Back in the place where I live—which on a scale of memorability probably ranks much higher in the banality of procedural activities rather than the declarative, there is another old man who excels at shouting out in the streets, though this man does it for a living rather than out of a disgruntled attitude. Uncle Longbeard is a performer of his own culture, and he 吼卖 calls out old Beijing vendors’ songs not because he is selling anything in particular, but because he performs his own culture as an old Beijinger. He does this for money even, working at Temple Fairs and famous tea houses, but when he spontaneously comes over and sings in our courtyard for us, it is immediately obvious to whom this performance is memorable and to whom it is not. We either eat it up, feeling that authenticity has stumbled upon us, or are merely slightly amused and quickly grow inattentive. Here, what is ‘normal’, at least in terms of its familiarity with our own histories, is not worthy of the space it takes up in our brain storage, but what is ‘exceptional’ delights and leaves a strong impression.

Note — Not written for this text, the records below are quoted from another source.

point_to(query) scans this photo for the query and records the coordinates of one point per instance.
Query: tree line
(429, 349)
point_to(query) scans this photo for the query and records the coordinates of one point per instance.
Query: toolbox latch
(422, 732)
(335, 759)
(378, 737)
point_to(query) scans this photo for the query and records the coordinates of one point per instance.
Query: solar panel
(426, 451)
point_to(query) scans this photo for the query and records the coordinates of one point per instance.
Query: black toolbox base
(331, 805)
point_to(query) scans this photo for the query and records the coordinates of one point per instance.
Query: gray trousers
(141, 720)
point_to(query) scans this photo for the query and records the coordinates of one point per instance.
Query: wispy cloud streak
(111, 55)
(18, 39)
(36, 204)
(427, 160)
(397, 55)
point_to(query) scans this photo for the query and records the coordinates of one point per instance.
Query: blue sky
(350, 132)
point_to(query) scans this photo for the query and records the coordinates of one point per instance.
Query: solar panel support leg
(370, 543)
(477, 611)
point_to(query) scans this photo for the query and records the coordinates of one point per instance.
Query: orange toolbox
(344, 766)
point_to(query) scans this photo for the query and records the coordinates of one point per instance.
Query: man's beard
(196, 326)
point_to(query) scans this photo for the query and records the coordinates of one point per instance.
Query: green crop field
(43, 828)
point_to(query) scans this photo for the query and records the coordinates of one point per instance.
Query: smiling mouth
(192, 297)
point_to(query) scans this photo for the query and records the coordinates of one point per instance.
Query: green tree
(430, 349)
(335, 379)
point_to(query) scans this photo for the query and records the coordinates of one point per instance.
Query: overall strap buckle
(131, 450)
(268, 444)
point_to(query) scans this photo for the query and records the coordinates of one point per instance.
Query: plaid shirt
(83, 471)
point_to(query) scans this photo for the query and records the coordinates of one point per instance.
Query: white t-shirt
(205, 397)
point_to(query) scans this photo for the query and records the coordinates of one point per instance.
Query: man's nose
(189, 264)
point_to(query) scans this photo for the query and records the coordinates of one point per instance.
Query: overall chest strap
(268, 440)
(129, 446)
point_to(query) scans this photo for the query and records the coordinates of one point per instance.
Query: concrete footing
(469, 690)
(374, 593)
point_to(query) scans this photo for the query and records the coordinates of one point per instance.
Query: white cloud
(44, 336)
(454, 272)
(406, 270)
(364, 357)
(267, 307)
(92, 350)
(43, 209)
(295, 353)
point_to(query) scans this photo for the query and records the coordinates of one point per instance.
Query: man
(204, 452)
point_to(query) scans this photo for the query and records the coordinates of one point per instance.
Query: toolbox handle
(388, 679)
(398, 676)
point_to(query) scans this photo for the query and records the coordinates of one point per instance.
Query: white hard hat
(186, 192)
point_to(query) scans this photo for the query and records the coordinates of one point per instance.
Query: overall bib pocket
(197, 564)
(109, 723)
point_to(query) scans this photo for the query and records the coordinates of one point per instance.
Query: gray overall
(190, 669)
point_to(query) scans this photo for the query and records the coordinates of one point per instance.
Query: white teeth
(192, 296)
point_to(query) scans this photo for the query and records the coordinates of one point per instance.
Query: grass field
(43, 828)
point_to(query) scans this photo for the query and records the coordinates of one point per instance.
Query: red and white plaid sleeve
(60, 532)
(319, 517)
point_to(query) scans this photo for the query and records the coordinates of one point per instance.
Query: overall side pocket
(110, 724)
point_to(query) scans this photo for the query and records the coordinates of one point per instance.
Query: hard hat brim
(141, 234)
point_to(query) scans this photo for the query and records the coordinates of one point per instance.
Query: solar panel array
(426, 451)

In much the same way, our reactions to Klashinkof were much stronger than those that live in the same neighbourhood and hear his same stories everyday, but what is crucial to note here is that there is a blurry realm in between the synapses of memory, where emotion and familiarity affect our abilities to identify and recall. What happens, then, for our considerations of identity itself? We can say that identity is built from a full spectrum of memories, from the inherited ones of biology (the memory of genes) to those of society (eg., education and cultural memory). And while certain determinants of our identity may be fixed or unavoidable, like race or the social class into which we are born, what should be more carefully considered is the precarity that most of these determinants are really founded upon. To say that one is “Chinese” even, carries a myriad of complex tones and meanings depending upon one’s own associations with the concept of Chineseness. Thus our representations of any such identity can only ever be the playing out of ideas about that concept, whether or not we consciously do it, like Uncle Longbeard, or perhaps just uncontrollably express, like a wildly gesticulating drunk Armenian on a street corner in Lebanon. Judith Butler’s seminal work on gender claims that “identity is performatively constituted by the very ‘expressions’ that are said to be its results”, and the very idea of an expression occurs cognitively at the realm of the symbolic, no matter how clear the links may be or not. These symbols, taken in juxtaposition with human memory, become suddenly much more fallible, subjective constructions than the solidity we may have imagined from abstractions such as “male”, “female”, “Chinese” or even “high-class”. Of course, such ideas are long accrued concepts that stay well bolted into long-term memory, so their flexibility cannot come without a great deal of hitting against the norms of society. And we can never really opt-out of the performance of our identities, so to speak. Uncle Longbeard and Klashinkof are two players of a dying breed, whether of an old Beijing or an old Armenia. They’ve performed their roles so long there is no longer any distinction between performance and history. And that playfulness, or ambiguity, is perhaps something to consider.